D’autres critères permettaient cependant de hiérarchiser la population digne, au-delà d’une nécessaire assise sociale, de faire partie de la garde : la nationalité française d’abord, sésame indispensable pour accéder au grade de « commandant de compagnie ». Mais ce critère de nationalité apparut d’emblée racialisé par la double référence faite aux « Européens non français » (pouvant demander à faire partie de la garde) et aux « indigènes », « maures » et « juifs », devant « être munis d’un certificat de la municipalité, constatant leur attachement à la France et les garanties qu’ils présentent [50] ». L’imbrication possible entre ces différents groupes identifiés par de Clauzel apparaissait encore floue, mais l’objectif poursuivi était relativement clair : la Garde devait être ce lieu où, sous la conduite des Français les plus assis socialement, pourrait émerger une élite coloniale issue de la « fusion » entre les « nations » – le terme est utilisé à plusieurs reprises – et les « races » – ce mot n’étant pas couché sur le papier [51].
Cette articulation entre position sociale, nationalité et assignation raciale a été au cœur des réformes et des configurations successives des milices urbaines. Alors que l’arrêté pris par de Clauzel n’avait pas eu de véritables suites [52], celui signé par l’intendant civil d’Alger, Pierre Genty de Bussy, le 21 septembre 1832, connut un début d’application, mais sans que la lettre de ce texte soit respectée. Il était porteur d’un tout autre projet colonial que le précédent : à la « fusion des populations » était préférée l’assimilation administrative. Il s’agissait en effet d’une déclinaison locale de la loi du 22 mars 1831 où, jusque dans le choix de l’uniforme, la Garde nationale de Paris était érigée en véritable modèle [53]. Le contexte algérien n’apparaissait que de façon secondaire : d’abord, dans la nécessaire concession symbolique et institutionnelle à la prééminence des autorités militaires et de l’armée de ligne [54] ; puis au détour d’un dernier article en forme de concession à la nécessité de tenir compte des « différences » dans la composition des villes concernées [55]. Ainsi, dès juillet 1833, afin de réaffirmer la prédominance du national, un nouveau texte précisait que les sous-officiers et officiers de la « garde civique » d’Oran devaient être de nationalité française [56]. Dans cette ville, la crainte était en effet forte que les Espagnols soient majoritaires, non seulement dans les échelons subalternes mais aussi aux postes d’officiers.
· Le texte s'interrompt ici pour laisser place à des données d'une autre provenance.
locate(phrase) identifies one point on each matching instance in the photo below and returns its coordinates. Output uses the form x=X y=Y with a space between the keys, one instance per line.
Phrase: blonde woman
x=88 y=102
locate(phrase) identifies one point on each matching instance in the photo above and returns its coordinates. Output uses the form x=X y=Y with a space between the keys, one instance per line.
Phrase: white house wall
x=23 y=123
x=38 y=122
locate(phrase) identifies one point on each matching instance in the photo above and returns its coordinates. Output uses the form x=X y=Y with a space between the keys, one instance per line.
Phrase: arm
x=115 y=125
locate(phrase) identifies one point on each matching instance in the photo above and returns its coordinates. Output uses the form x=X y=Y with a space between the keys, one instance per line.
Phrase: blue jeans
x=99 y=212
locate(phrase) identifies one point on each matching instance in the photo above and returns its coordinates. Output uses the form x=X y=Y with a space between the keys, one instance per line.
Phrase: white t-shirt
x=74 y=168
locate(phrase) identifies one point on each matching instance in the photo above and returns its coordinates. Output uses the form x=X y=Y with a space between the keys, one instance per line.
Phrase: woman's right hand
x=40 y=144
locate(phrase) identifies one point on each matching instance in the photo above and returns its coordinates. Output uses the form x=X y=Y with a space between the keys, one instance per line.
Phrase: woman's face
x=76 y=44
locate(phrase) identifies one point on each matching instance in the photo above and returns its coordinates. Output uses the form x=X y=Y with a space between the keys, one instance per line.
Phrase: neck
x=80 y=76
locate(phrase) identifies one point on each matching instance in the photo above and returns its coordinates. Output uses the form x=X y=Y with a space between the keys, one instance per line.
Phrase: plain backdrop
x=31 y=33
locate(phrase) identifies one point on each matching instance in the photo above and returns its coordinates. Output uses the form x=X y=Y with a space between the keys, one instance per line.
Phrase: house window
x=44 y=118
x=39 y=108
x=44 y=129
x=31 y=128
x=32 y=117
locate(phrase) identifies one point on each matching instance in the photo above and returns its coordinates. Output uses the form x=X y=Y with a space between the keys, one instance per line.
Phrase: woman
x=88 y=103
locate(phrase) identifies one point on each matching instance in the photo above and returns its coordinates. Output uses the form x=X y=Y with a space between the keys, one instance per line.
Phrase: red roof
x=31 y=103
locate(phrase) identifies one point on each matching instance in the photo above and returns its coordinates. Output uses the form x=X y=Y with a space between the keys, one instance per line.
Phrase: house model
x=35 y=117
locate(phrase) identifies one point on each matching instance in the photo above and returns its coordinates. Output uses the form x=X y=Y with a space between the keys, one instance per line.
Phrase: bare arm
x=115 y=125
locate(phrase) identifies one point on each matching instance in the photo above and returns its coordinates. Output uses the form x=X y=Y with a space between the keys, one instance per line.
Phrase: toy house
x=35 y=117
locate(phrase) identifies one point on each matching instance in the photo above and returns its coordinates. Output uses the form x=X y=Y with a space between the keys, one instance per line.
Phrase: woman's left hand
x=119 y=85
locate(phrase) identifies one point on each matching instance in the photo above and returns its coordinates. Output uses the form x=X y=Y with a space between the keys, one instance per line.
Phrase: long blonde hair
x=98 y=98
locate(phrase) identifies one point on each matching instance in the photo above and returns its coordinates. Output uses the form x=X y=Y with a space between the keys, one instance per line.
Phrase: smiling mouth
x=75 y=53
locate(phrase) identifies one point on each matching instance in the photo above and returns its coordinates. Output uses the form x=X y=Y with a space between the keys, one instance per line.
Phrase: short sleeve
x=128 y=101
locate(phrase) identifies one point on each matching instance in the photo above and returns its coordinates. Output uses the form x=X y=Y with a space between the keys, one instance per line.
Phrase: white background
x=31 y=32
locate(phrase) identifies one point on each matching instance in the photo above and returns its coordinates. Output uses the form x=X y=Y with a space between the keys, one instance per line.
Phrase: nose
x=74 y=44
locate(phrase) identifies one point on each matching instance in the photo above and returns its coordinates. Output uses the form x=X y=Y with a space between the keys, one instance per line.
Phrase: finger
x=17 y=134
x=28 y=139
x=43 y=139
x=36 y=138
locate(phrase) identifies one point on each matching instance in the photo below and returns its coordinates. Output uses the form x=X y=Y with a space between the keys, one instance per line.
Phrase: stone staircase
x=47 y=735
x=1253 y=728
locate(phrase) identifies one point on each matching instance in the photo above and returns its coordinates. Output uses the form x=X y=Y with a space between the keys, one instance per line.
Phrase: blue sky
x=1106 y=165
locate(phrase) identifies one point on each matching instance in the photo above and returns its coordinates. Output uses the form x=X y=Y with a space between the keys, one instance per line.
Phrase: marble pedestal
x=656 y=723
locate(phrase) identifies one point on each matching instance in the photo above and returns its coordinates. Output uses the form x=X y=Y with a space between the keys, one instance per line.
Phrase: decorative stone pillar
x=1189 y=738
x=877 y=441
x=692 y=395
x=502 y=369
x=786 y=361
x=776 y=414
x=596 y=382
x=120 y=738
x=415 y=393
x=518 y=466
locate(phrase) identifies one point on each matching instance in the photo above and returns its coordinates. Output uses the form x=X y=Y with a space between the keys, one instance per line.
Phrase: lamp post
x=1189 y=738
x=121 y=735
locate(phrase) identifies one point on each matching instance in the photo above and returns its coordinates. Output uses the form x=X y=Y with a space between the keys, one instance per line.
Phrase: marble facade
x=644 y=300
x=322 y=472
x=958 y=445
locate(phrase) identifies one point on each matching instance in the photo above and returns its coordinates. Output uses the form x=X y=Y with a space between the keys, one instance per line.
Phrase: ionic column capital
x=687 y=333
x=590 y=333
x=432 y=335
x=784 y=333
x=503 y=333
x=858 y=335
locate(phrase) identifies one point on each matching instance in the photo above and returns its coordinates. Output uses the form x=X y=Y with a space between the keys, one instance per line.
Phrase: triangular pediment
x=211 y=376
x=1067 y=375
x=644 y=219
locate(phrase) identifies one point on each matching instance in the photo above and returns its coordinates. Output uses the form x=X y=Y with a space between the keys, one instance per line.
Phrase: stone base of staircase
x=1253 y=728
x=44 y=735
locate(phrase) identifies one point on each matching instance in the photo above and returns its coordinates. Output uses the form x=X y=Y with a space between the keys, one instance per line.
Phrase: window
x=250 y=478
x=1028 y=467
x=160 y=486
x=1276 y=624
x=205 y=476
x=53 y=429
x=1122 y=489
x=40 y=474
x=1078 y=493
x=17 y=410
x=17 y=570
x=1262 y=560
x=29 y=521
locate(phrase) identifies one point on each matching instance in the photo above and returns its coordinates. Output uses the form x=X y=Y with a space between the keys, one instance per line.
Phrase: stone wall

Entre 1830 et 1832, la sensibilité de la question des « indigènes » – pas même évoqués dans le texte – déclina. La fuite de la grande majorité des habitants musulmans des villes côtières puis leur cantonnement partiel hors de l’espace de la ville fortifiée [57] jouèrent un rôle majeur dans cette évolution. En raison de réalités migratoires qui ne correspondaient pas aux attentes des thuriféraires du peuplement de l’Algérie, la question des étrangers s’imposa, elle, par sa force démographique. Au milieu des années 1830, elle ne pouvait plus être ignorée des réformes réglementaires qui ont accompagné la re-fondation de la Garde nationale en Algérie.
L’arrêté du 23 octobre 1836 était destiné à « organiser avec plus de force et de manière complète » une Garde nationale présentée comme frappée par le « relâchement ». Les changements intervenus visaient notamment à faciliter les sanctions disciplinaires contre les récalcitrants et à imposer un principe d’autorité destiné à suppléer un volontariat défaillant. Surtout, le changement de dénomination, avec l’avènement d’une « Milice africaine », entérinait l’obligation de contribution des étrangers. L’article 2 suggérait même un recrutement considérablement élargi :
la Milice africaine se compose, sauf les exceptions mentionnées ci-dessous, de tous les Français, des étrangers et des indigènes (Arabes, Maures ou Juifs) qui sont venus s’établir ou qui sont restés sous les armes de la France, dans les possessions qu’elle a conquise dans le nord de l’Afrique.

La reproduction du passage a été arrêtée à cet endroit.